A square waveform filtered by a high-order low-pass filter in which -3-dB frequency 
  is lower than signal frequency will eliminate most harmonics of the waveform. 
  As a result, the filter outputs a fundamental sine waveform. This method is 
  applied to generate a sine waveform by using a switched-capacitor filter (MAX292) 
  (see the figure). This circuit offers 
  wide frequency range (0.1 Hz to 25 kHz), low distortion, and constant output 
  amplitude in the whole frequency range.

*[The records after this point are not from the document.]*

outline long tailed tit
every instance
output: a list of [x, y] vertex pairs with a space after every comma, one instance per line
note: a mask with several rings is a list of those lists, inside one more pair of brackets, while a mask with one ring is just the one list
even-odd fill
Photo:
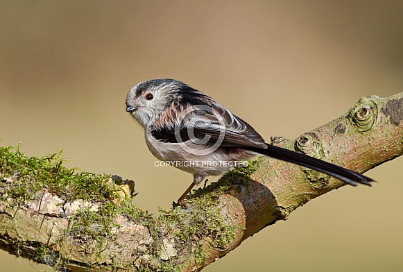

 MAX292 (IC2) is an 8th-order low-pass Bessel filter. Its -3-dB corner frequency 
  is determined by its clock frequency divided by 100. In other words, the corner 
  frequency is 1 kHz if the clock 100 kHz. IC1 (74HC4060) is a 14-bit binary counter 
  with a built-in oscillator. Its Q4 generates IC2's clock and Q10 sends a square 
  waveform as IC2's input. Because the frequency ratio of the clock and input 
  is 64:1 (which is lower than the -3-dB ratio), only the square waveform's fundamental 
  can partially pass through the filter, with about 9-dB loss. The third harmonic 
  will be down about 65 dB.
 Thus, the filter outputs a pure sine waveform with approximately a 2.5-V p-p 
  amplitude. Because the ratio is a constant, output amplitude will also be constant 
  throughout the entire frequency range. IC2 contains an uncommitted op amp that's 
  used to offset output dc level by adjusting resistor R7.
 R1, R2, and C1 determine IC1 oscillation 
  frequency, which is 16 times the output frequency. Useful output-frequency range 
  is from 0.1 Hz to 25 kHz. By using the component values in the figure, it's 
  possible to achieve a frequency range of 80 Hz to 7.5 kHz.